The New York Federal Reserve next week will begin tests of a new tool being developed to help it better control the level of short-term interest rates once the Federal Reserve finally starts to raise its official interest rate.
The New York Fed will start testing an overnight, fixed-rate full-allotment, reverse repurchase agreement facility in a series of daily operations, the bank said in a statement released Friday.
The statement sparked some selling of short-dated Treasuries, though some traders said that fears over the application of the facility were probably overstated as it is unlikely to be implemented for some time.
Six-month Treasury bill yields rose to 5 basis points on Friday, from 3.5 basis points on Thursday.

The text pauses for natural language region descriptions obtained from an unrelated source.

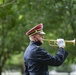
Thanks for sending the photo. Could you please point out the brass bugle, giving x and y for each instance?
(55, 42)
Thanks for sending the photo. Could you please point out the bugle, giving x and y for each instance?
(54, 42)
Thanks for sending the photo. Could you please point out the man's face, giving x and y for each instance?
(40, 37)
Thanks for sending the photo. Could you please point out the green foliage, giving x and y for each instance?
(18, 16)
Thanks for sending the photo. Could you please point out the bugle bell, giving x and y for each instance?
(54, 42)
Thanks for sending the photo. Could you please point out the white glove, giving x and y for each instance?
(61, 43)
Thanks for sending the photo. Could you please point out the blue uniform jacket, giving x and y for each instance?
(37, 59)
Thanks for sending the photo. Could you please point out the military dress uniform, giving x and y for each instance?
(37, 59)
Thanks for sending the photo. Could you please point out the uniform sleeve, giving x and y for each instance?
(45, 58)
(26, 69)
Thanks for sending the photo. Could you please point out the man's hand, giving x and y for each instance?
(61, 43)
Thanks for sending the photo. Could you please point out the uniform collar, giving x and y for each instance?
(38, 43)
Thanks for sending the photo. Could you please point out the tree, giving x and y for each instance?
(18, 16)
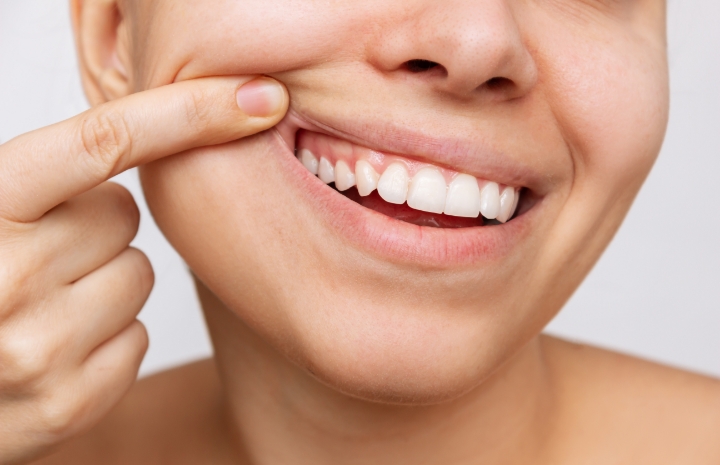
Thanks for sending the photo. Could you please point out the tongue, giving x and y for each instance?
(407, 214)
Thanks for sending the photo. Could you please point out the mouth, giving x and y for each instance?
(450, 215)
(405, 189)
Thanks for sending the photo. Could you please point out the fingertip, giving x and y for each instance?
(262, 97)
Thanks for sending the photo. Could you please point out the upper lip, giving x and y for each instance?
(471, 157)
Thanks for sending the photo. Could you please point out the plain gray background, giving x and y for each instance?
(655, 293)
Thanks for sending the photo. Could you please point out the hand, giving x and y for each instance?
(70, 285)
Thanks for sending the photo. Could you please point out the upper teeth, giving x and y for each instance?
(426, 191)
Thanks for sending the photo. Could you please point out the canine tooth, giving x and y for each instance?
(463, 198)
(393, 184)
(309, 161)
(366, 178)
(326, 172)
(507, 200)
(344, 178)
(515, 202)
(490, 200)
(427, 191)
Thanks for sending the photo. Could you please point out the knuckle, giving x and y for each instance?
(106, 141)
(60, 413)
(197, 106)
(125, 205)
(24, 361)
(142, 342)
(17, 283)
(143, 271)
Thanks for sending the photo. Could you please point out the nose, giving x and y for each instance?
(461, 47)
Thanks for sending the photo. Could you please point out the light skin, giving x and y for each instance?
(345, 336)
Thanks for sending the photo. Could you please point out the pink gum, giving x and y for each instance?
(335, 150)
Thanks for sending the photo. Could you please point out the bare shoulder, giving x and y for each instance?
(650, 412)
(172, 417)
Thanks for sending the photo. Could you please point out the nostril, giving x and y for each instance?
(419, 66)
(498, 83)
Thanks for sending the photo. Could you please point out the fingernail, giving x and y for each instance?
(260, 97)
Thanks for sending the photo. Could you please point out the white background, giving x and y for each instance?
(655, 293)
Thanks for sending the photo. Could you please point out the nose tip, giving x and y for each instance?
(464, 49)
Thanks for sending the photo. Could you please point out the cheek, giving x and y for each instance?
(613, 105)
(230, 37)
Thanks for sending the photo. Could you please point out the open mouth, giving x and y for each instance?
(407, 190)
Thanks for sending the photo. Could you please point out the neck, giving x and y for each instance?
(281, 414)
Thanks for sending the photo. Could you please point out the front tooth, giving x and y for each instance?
(507, 200)
(427, 191)
(490, 200)
(326, 172)
(517, 199)
(344, 178)
(366, 177)
(393, 184)
(463, 197)
(309, 161)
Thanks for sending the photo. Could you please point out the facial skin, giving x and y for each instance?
(566, 98)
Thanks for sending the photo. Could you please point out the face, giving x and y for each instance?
(455, 107)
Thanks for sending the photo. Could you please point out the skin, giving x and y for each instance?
(331, 351)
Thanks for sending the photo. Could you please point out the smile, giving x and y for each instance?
(428, 207)
(435, 196)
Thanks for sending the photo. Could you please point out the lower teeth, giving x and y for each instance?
(405, 213)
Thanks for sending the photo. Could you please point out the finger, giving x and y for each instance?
(82, 234)
(41, 169)
(102, 380)
(107, 300)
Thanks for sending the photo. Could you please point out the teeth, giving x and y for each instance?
(366, 177)
(393, 184)
(507, 200)
(515, 202)
(309, 161)
(326, 172)
(428, 191)
(463, 198)
(344, 178)
(489, 200)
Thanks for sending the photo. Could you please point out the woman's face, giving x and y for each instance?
(564, 99)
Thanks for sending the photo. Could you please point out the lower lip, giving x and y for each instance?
(397, 241)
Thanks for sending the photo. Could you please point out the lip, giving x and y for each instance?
(477, 159)
(387, 238)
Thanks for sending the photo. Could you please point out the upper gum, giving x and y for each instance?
(334, 150)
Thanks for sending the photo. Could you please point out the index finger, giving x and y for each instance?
(43, 168)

In reverse repurchase agreements, or reverse repos, the Fed temporarily drains cash from the financial system by borrowing funds overnight from banks, large money market mutual funds and others, and offering them Treasury securities as collateral. Banks and the funds receive a modest overnight interest rate, initially set at 0.01 percentage point, or 1 basis point.
The development of the facility was first revealed last month when the minutes of the Federal Open Market Committee's July meeting were released.
The tool is designed to mop up excess cash in the financial system, which if left unchecked could keep rates lower than perhaps desired by the Fed at a later date. If successful, it could smooth what may be a rocky transition to tighter monetary policy when the U.S. central bank finally decides the economy is strong enough to withstand higher interest rates.
Years of pumping so much money into the market has left it awash in bank reserves, an unprecedented situation that has sowed concern that a policy turn will not be so easy and could distort key money markets.
The Fed is not expected to start raising its official policy rate, the Federal Funds Target Rate, until 2015, according to interest rate futures markets. On Wednesday the bank defied market expectations and decided to keep pumping cash into the banking system through its quantitative easing program.